Many people had difficulty with this question. They had the idea that goodness needed to be the higher when both features were on than when either was on by itself. However, they didn’t always show that having neither on is better than only one. Also, they tended to give only a very little bit of evidence to test whether it was true of windows and drapes. Moreover—and this was perhaps the main difficulty—most people didn’t seek to evaluate goodness in different contexts. In fact, many people believed that a subschema “belonged” to a particular schema—that, for example, “window and drapes” was a subschema for office.

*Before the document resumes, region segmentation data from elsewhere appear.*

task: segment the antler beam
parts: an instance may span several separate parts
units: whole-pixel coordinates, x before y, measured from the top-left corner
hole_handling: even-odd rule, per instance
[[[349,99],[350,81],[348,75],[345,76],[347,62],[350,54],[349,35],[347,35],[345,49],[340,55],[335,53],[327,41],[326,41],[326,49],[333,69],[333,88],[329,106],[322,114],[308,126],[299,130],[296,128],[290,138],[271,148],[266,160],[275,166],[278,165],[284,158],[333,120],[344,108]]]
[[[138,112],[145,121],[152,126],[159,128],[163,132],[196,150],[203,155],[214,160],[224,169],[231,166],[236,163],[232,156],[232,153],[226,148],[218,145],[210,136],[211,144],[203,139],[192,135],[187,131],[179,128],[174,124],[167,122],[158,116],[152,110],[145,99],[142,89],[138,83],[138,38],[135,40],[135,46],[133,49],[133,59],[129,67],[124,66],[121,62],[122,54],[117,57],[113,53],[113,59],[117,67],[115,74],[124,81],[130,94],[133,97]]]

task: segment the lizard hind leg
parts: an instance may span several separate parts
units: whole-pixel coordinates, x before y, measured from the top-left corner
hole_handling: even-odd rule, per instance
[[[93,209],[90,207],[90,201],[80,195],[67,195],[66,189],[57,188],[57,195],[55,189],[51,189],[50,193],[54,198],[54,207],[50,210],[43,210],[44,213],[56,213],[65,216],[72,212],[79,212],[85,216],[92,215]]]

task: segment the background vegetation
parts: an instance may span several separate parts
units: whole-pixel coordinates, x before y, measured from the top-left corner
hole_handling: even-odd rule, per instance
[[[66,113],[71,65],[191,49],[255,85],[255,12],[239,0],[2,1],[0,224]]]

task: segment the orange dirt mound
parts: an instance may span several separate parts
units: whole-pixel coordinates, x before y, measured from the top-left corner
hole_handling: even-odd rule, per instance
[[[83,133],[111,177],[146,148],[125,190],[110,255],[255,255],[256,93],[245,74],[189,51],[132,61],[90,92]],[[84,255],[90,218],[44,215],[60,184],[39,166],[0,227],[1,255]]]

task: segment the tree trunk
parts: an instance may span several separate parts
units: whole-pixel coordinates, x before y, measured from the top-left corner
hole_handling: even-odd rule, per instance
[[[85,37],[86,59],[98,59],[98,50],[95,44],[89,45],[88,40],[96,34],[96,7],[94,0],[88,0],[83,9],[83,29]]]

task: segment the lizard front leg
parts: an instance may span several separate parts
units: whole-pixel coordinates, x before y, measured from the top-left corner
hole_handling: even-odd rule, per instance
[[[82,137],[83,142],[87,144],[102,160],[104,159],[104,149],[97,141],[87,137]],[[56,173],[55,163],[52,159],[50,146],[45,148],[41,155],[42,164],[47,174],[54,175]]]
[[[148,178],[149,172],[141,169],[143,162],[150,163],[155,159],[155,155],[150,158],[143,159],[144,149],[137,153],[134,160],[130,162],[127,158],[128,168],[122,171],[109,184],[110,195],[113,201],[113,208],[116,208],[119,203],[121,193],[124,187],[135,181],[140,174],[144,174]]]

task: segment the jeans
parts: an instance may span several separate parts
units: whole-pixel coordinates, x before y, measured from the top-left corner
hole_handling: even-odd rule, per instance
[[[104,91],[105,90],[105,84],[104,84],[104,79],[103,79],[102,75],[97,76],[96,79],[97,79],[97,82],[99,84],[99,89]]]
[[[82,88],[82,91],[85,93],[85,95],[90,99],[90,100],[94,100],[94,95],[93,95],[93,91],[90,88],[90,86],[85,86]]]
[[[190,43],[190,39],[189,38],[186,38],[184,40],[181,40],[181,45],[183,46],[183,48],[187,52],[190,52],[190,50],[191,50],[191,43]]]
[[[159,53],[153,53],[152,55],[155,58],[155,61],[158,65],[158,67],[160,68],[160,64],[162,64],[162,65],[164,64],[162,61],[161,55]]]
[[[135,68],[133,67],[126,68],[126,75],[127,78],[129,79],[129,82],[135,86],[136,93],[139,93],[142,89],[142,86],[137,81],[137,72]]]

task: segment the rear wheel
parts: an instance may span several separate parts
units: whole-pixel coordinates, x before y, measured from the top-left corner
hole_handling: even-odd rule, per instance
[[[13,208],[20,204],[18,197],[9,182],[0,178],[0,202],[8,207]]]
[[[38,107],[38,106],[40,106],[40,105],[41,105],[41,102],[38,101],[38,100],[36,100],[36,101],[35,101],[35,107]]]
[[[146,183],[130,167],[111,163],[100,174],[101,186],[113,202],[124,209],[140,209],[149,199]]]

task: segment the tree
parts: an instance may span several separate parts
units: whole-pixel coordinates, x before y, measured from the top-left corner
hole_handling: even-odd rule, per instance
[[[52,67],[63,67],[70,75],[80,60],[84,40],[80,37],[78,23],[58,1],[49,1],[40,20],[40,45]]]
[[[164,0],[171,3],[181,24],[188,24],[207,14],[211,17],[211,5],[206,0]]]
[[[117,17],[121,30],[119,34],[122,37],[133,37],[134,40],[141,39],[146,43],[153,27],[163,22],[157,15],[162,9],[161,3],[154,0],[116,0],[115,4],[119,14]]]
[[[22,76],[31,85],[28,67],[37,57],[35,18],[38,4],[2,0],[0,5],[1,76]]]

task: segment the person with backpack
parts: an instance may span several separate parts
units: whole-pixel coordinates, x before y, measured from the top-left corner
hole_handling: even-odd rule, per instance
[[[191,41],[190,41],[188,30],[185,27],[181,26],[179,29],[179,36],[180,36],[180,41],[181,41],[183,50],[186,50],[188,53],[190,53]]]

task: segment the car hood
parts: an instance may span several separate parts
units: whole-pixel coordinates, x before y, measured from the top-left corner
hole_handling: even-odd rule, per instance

As a general rule, it is important to support your claims with evidence—in this case, that means listing the actual goodness values of configurations in different contexts.

2D [20 points]: Find another combination of features that, based on your intuitions of the contents of the various room types, ought to form a subschema but do not. Explain your choice of features and provide evidence for your claims (as in 2C). Does the pattern of weights among units (see the actual network or Figure 5 in the Rumelhart chapter) provide any insight into why the network behaves as it does?

Feedback:

Many different choices of a possible subschema are possible; common ones were “book” and “bookshelf”, or “desk” and “desk-chair”. As mentioned above, I was looking for you to argue that these (or other) features do not form a subschema using evidence gathered by running simulations. A natural way to do this would be to repeat 2C, determining goodness values for each standard schema with various combinations of your proposed features.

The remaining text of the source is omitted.